Istanza del Comitato per gli alberi al sindaco di
Cagliari/2
Al Sindaco di Cagliari
All'Assessore ai Lavori Pubblici del
Comune di Cagliari
E per conoscenza all'Assessore
all'Ambiente della Regione Sardegna
Siamo un gruppo di cittadini frequentatori della P.zza
Giovanni XXIII a Cagliari. E' una piazza che per tanto tempo
è stata lasciata nell'abbandono e nell'incuria, ma,
nonostante ciò, è sempre meta di numerose persone
che, soprattutto in estate, cercano un po' di refrigerio e di riparo
dal solleone. Crediamo che sia la piazza più grande e fresca
che ci sia a Cagliari grazie ai numerosi alberi che la caratterizzano.
Ora , finalmente, hanno deciso di rifarle il look. Cosa
santa e giusta visto lo stato in cui è ridotta! Ma a quale
prezzo? Vogliono eliminare proprio ciò che c'è di
più prezioso: a breve circa 90 alberi su 180 saranno
eliminati lasciando il posto a un deserto bianco e al sole cocente.
Più volte abbiamo manifestato il nostro
disappunto e dissenso a nome anche di 2.000 cittadini che hanno firmato
una petizione nella quale chiedevamo che gli alberi fossero
risparmiati. Ma nonostante le nostre richieste, e con ingiustificate
spiegazioni, l'assessore ha fatto orecchie da mercante: il progetto
"taglia-alberi" è stato approvato e i lavori sono stati dati
in appalto.
Ma noi non vogliamo arrenderci.

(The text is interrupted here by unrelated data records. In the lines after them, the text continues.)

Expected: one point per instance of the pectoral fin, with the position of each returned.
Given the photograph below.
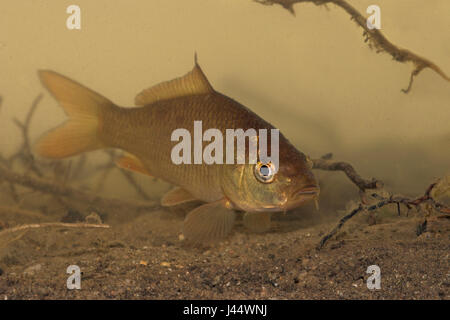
(209, 222)
(176, 196)
(132, 163)
(257, 221)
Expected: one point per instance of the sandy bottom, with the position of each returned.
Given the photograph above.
(144, 258)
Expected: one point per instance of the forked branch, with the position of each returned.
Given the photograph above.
(375, 38)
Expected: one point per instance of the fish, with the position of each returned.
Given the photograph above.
(143, 133)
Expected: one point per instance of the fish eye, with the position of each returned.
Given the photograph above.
(264, 172)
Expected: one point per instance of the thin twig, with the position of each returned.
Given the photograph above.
(53, 224)
(375, 37)
(397, 200)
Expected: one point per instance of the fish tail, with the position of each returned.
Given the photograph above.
(84, 108)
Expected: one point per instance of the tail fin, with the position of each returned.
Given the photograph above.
(84, 108)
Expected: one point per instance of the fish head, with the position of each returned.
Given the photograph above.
(262, 187)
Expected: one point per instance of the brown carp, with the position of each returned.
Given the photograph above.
(144, 132)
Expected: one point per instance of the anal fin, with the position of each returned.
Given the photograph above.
(257, 221)
(175, 197)
(132, 163)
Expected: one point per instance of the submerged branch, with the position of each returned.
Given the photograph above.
(325, 163)
(397, 200)
(375, 37)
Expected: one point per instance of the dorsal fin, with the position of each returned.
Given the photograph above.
(194, 82)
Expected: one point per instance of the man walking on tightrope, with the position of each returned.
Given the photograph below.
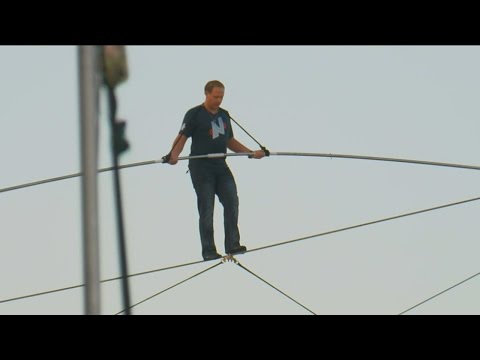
(210, 128)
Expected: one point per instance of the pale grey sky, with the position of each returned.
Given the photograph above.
(418, 102)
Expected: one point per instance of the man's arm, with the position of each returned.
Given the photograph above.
(178, 145)
(236, 146)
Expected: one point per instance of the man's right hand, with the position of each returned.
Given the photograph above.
(173, 159)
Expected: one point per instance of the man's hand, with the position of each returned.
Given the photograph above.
(173, 159)
(257, 154)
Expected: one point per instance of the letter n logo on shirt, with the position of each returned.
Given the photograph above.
(217, 129)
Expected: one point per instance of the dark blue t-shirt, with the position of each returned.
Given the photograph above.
(210, 133)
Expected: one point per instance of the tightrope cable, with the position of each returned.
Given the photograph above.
(440, 293)
(170, 287)
(277, 289)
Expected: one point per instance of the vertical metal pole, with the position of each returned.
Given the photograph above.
(88, 57)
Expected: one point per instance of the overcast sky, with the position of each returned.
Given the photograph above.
(417, 102)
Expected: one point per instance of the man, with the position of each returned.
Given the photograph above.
(210, 128)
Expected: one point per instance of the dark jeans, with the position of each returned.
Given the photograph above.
(210, 178)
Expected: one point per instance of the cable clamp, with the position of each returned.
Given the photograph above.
(229, 258)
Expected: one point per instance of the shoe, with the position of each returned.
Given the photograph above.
(211, 256)
(238, 250)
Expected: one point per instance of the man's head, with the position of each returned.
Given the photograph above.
(214, 91)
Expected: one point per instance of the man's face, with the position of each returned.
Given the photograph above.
(214, 99)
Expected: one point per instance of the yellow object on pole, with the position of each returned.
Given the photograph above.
(114, 65)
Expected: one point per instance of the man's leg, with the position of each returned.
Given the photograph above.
(227, 194)
(204, 184)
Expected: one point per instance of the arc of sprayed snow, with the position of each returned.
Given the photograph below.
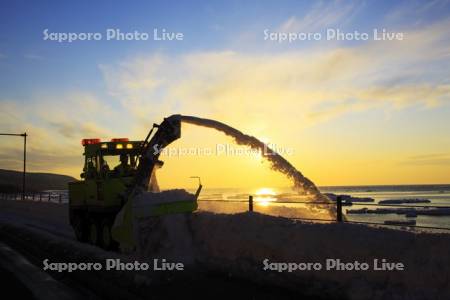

Crediamo che le azioni
politiche debbano partire dalle esigenze e i bisogni dei cittadini e
non dipendere dallo strapotere dei politici, che forse non conoscono
piazza Giovanni XXIII e non possono capire il beneficio che gli alberi
danno a chi la frequenta ogni giorno.
Crediamo, inoltre, che anche se Piazza Giovanni
è una piccola parte della città di Cagliari sia
un bene collettivo e vada tutelata.
Fiduciosi, ci rivolgiamo a lei chiedendole un sollecito
intervento affinché tale progetto venga bloccato e ci venga
restituita una piazza che sia luogo di incontro, di riposo, di
refrigerio per quanti scelgono di passarci.
In attesa di un suo cortese riscontro, alleghiamo alla
presente due piantine esplicative: una della piazza com'è
ora e una di come essa sarà dopo i lavori; in tal modo
potrà rendersi conto dello scempio che verrà
attuato se non si farà presto qualcosa per fermarlo.